A danger to herself when she was near him.

After everything.

Even though he was now a different man.

And yet certain things didn’t change about a person, did they?

Unless, of course, those things were never true about them in the first place.

An idea that refused to hold in her mind.

In fact, her mind soundly rejected it.

Strange possibilities were accumulating, one by one.

He’d believed she would marry his brother?

What other untruths did he believe of her?

Yet what did it matter? So much time had passed. They were no longer who they were then.

That wasn’t possibility; it was fact.

Whoever their past selves were then and whoever their present selves were now, the odds were those selves would never be reconciled.

And wasn’t that what she should want?

CHAPTER TEN

DONCASTER RACECOURSE, YORKSHIRE, TWO WEEKS LATER

This wasn’t a day one would characterize as a beautiful day at the races.

Quite the opposite, in fact.

Cold, drizzly, and muddy, it was the worst sort of day for a race—or the best.

It depended on whom one asked.

Many a stalwart Thoroughbred wilted beneath a heavy, wet blanket of clouds. Years of training flew out the window simply because the horse was more temperamentally suited for sunshine and blue skies. They had no wish to soil their sensitive, well-bred hooves with muck.

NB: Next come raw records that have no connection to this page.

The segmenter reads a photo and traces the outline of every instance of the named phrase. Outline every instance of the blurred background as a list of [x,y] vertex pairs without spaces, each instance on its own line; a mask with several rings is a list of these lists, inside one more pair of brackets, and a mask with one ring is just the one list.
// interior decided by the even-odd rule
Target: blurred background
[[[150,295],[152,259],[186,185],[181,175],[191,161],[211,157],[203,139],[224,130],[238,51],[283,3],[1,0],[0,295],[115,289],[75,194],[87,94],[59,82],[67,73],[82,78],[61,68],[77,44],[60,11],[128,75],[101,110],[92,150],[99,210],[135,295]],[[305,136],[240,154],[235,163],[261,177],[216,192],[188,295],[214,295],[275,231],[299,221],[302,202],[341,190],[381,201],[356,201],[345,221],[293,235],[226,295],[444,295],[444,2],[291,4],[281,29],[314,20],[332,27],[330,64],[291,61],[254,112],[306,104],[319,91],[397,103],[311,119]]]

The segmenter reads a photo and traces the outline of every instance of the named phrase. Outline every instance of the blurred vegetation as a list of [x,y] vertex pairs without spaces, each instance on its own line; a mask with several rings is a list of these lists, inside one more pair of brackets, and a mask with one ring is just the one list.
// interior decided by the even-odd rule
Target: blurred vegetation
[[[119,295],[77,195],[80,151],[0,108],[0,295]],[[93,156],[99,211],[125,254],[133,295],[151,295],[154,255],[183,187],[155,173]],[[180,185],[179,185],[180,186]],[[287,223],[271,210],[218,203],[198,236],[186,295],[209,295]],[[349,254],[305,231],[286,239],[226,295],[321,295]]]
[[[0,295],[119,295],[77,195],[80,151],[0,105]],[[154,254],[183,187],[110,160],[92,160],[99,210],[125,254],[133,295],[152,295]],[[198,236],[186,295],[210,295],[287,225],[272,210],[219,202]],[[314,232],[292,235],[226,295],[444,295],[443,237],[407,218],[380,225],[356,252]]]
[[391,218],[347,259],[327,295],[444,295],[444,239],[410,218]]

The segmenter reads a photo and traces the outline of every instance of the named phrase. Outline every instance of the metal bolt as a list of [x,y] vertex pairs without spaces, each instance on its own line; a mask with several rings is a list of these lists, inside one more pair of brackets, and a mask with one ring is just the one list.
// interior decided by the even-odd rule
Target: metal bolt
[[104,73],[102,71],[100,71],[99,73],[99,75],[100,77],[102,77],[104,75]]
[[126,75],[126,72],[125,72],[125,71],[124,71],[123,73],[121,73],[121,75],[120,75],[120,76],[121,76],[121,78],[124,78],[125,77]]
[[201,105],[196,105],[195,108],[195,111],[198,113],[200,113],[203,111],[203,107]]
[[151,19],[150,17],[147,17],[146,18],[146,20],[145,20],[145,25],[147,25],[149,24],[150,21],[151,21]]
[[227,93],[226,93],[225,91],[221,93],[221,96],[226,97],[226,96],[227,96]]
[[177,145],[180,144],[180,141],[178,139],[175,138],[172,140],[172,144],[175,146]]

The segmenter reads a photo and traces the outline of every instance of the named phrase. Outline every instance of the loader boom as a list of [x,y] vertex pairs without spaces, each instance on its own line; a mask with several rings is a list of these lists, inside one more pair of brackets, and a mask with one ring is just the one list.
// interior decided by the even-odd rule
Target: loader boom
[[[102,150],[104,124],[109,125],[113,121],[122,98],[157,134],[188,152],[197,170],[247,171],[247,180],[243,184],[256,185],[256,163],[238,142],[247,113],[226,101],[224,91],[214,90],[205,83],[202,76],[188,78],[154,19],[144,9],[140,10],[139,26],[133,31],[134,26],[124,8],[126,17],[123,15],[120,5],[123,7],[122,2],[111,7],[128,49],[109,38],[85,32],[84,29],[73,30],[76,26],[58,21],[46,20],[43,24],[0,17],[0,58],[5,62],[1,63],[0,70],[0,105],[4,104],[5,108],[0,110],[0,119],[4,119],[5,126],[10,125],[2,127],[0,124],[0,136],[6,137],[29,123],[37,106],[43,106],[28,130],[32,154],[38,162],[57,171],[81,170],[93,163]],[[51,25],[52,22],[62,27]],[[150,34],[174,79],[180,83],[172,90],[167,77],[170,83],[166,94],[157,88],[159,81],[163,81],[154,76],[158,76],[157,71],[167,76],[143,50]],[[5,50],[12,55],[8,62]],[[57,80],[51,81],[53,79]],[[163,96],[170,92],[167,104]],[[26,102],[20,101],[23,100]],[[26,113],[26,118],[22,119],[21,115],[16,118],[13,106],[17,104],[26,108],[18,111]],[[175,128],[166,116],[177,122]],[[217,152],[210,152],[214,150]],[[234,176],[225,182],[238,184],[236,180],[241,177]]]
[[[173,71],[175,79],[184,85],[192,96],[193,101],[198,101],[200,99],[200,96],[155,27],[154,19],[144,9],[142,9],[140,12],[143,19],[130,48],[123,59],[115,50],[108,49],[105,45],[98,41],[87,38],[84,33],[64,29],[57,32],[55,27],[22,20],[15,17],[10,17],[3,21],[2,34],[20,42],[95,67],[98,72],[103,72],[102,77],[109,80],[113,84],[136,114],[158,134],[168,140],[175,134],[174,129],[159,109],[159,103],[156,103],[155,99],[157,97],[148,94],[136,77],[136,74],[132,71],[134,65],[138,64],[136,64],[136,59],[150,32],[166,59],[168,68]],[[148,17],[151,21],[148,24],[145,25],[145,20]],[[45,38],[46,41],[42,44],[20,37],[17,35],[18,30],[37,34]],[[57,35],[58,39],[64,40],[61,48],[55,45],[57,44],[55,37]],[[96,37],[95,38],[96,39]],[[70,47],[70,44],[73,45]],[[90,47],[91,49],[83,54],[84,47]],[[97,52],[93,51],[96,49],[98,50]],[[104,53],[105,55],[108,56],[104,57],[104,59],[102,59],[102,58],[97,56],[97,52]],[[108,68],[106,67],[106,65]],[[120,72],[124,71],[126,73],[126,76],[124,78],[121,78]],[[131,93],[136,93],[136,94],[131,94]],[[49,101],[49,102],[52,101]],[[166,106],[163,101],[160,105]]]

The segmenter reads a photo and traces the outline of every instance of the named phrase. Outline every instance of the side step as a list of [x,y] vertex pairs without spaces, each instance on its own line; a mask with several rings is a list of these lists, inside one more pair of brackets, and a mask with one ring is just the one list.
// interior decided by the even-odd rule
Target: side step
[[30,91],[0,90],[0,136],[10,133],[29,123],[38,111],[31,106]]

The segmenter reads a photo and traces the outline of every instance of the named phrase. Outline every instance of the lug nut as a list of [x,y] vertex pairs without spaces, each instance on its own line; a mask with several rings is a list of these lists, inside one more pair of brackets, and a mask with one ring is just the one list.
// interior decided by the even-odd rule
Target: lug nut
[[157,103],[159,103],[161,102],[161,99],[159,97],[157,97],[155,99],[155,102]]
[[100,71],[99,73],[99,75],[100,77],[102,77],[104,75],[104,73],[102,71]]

Then there were the mudders—horses who took to and excelled in the slosh and slop.

Mudders thrived in the mess.

A metaphor for life, when one considered it, and perhaps that was why for the thousands of spectators lining Doncaster’s white railing and circulating about the grandstand and laying their wagers on the St. Leger Stakes at the betting post, this was the best sort of day for a horse race. One got to see what more than the best-bred and the best-trained these creatures were. On a day like today, a Thoroughbred colt or filly revealed their spirit.